If the country’s Left leaders believed in astrology they would probably be trooping to some of its practitioners right now to do something about their phase of bad luck. First, Lok Sabha Speaker Somnath Chatterjee went against the wishes of the CPI(M) leaders and did not step down before the confidence vote last month. Now, West Bengal Chief Minister Buddhadeb Bhattacharjee has openly opposed his party’s stance on bandhs. This has caused the party leadership to firmly reiterate its known position and Mr Bhattacharjee is likely to face the music in inner party circles. Clarifications by him cannot be ruled out but the damage to the image of the CPI(M) in particular and the Left in general has already been done. This also piles up the odds against the Left which faces elections in West Bengal next year and has already suffered a setback in the recent Panchayat elections.
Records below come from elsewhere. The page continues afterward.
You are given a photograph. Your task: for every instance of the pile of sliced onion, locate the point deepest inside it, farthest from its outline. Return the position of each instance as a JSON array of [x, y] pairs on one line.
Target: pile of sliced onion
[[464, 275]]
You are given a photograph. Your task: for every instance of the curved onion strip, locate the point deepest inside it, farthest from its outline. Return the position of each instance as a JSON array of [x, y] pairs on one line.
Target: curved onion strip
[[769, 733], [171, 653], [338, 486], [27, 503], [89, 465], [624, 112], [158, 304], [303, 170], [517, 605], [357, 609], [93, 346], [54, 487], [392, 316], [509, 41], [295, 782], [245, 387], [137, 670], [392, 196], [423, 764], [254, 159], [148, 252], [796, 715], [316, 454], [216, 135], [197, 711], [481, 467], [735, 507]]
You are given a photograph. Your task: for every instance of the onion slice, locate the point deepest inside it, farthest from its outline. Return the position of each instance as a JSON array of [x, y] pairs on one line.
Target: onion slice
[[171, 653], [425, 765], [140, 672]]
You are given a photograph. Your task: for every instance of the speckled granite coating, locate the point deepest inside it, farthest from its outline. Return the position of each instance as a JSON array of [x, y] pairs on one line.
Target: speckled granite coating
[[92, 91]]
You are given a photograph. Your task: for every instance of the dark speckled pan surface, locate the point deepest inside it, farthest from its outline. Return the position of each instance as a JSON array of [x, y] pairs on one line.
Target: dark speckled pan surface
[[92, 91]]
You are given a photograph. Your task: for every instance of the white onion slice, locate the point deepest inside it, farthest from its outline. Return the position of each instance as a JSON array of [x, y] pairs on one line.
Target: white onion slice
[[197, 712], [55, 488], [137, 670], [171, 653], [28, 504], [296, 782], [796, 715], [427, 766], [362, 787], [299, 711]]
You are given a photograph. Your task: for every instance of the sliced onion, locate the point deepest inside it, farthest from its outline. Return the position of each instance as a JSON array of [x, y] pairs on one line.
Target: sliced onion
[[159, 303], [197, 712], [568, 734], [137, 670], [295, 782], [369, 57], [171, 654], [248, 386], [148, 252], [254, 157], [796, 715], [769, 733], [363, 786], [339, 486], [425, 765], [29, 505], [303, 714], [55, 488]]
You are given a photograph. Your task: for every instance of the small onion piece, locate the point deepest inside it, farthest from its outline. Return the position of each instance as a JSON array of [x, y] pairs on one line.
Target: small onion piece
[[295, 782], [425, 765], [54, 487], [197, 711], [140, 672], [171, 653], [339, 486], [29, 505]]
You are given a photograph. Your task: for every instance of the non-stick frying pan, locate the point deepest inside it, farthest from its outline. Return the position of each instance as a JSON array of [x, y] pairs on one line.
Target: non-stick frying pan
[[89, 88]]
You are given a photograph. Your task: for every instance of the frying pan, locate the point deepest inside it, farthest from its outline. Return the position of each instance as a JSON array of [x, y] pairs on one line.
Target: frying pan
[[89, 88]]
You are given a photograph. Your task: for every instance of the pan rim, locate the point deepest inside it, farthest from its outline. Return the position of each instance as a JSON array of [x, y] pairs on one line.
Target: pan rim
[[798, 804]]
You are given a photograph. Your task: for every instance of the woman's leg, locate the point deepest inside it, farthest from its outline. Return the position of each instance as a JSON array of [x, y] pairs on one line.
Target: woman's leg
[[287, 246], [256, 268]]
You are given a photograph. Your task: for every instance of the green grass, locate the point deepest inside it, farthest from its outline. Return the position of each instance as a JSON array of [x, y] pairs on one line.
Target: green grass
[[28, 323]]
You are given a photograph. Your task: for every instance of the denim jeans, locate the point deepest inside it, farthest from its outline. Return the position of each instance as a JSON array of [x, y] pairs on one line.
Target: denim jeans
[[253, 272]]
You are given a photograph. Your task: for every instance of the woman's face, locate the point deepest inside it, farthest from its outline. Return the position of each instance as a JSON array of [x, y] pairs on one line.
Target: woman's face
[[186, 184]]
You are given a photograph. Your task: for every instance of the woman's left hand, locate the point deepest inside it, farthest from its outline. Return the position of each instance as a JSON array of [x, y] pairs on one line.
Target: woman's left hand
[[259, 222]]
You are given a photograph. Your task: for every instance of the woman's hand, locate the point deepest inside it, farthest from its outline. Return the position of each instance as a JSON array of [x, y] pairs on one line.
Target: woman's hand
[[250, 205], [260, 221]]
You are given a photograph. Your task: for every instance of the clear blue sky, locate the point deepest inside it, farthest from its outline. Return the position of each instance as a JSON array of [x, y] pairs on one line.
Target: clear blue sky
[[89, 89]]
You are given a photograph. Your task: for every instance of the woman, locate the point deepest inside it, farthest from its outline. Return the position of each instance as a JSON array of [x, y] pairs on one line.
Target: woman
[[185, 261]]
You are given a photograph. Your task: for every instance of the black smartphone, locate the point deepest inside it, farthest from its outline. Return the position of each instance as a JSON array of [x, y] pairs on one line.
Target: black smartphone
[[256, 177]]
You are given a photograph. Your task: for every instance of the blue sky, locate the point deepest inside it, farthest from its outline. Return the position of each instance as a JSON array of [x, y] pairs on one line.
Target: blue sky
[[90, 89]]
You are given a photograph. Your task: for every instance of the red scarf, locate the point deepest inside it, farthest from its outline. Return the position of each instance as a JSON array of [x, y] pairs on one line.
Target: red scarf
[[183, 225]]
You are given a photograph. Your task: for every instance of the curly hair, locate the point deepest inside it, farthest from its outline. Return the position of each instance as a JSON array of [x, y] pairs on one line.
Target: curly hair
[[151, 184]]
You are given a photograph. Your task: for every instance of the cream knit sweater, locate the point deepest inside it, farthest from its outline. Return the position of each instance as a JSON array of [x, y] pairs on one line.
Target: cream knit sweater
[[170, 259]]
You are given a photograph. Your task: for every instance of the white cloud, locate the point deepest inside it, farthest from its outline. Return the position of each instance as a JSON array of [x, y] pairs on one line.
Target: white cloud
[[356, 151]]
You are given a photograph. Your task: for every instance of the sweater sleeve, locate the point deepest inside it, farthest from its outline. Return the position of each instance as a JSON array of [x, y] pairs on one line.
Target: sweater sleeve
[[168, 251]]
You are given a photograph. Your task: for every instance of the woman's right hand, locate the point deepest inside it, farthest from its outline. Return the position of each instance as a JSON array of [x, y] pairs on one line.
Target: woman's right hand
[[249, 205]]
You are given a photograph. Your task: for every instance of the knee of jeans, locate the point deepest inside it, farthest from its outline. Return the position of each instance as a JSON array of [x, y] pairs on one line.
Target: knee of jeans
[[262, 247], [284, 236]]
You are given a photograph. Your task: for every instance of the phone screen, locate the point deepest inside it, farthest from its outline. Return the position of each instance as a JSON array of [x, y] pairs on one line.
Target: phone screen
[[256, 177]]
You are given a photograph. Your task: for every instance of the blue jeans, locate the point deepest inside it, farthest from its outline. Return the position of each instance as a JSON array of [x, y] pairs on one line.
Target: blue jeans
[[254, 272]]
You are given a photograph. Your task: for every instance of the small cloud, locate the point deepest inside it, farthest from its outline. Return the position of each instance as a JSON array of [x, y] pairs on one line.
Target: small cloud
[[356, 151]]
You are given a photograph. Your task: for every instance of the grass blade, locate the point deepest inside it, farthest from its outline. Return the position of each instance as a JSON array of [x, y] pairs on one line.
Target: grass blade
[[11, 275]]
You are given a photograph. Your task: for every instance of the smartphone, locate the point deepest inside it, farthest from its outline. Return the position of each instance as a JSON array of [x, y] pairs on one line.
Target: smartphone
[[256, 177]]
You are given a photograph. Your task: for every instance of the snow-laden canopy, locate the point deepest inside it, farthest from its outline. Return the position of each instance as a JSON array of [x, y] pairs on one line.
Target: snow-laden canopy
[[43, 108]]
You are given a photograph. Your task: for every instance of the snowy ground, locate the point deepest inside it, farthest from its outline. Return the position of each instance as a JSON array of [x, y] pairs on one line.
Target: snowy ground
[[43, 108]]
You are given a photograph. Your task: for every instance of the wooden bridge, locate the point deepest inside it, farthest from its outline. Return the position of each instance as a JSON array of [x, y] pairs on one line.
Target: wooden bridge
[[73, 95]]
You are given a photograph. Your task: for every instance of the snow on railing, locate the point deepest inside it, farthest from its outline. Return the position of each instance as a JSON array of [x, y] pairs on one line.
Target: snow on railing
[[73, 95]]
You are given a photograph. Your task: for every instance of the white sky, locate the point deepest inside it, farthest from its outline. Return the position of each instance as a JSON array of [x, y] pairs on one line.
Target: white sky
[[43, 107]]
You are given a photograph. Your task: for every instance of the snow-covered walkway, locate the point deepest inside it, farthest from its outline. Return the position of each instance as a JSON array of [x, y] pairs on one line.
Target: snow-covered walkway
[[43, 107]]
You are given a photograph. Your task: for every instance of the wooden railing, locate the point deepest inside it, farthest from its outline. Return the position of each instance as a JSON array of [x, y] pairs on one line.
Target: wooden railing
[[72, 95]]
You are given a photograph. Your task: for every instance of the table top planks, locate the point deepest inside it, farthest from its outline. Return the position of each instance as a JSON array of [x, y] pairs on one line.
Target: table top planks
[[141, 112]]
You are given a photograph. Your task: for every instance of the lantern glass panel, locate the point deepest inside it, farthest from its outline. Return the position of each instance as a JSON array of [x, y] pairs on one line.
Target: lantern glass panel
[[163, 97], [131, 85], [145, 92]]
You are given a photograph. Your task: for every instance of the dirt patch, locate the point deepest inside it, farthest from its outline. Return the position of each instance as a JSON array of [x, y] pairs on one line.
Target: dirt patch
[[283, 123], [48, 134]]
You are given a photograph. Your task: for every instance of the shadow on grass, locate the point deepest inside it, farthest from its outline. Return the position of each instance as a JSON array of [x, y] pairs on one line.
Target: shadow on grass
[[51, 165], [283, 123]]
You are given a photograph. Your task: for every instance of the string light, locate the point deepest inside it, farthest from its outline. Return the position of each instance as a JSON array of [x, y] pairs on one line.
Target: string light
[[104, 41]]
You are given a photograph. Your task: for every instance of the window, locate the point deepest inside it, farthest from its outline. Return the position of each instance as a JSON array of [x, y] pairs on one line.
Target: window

Inner-party conflict could not have come to the CPI(M) at a more inappropriate time when it faces a severe crisis over Singur because of the militant stance adopted by the main opposition party in the state, the Trinamool Congress.
To be fair to Mr Bhattacharjee, he has always opposed bandhs. He had a memorable face-off with members of the CPI(M)’s trade union front Centre for Indian Trade Unions (Citu) several years ago on a bandh day on Kolkata’s Park Street when he encountered a procession on his way to work. CPI(M) leader Sitaram Yechury has lost no time reiterating that strikes remain an important tool for political parties. Few will deny trade unions the right to go on strike after following the due process, something granted in the Constitution. Mr Bhattacharjee in his remarks used both the terms “bandh” and “strike” interchangeably but there is little doubt that what he had in mind was bandhs called by the ruling party, which brought life in the state to a standstill. The Kerala High Court had in fact disallowed such state-sponsored bandhs several years ago, a decision upheld by the Supreme Court. Politicians in Kerala, in the same mould as those in West Bengal, have thereafter resorted to hartals, which may not be as total as a bandh but amount to the same thing, disrupting public life. The culture of calling bandhs now afflicts most parties strong enough to enforce them, with West Bengal experiencing four in the last 12 months.
States like West Bengal and Kerala which are economic laggards can ill afford bandhs and what may have provoked Mr Bhattacharjee was the alacrity with which Citu enforced the bandh last week, disallowing even IT employees from going to work and undoing some of the IT buzz which the state has been painstakingly trying to build. This is a setback and may be explained by the new militancy which the Left cadres may have had to adopt after their poor showing in the Panchayat elections. With Trinamool Congress leader Mamata Banerjee sure to lose middle class support over her party’s agitation in Singur, which has put in doubt the future of the Tata Motors factory there, Mr Bhattacharjee may well have thought that this was the time to strengthen his middle class appeal by criticising a practice which is so obviously unpopular. What remains to be seen is how he makes peace with the disciplinary norms within his party.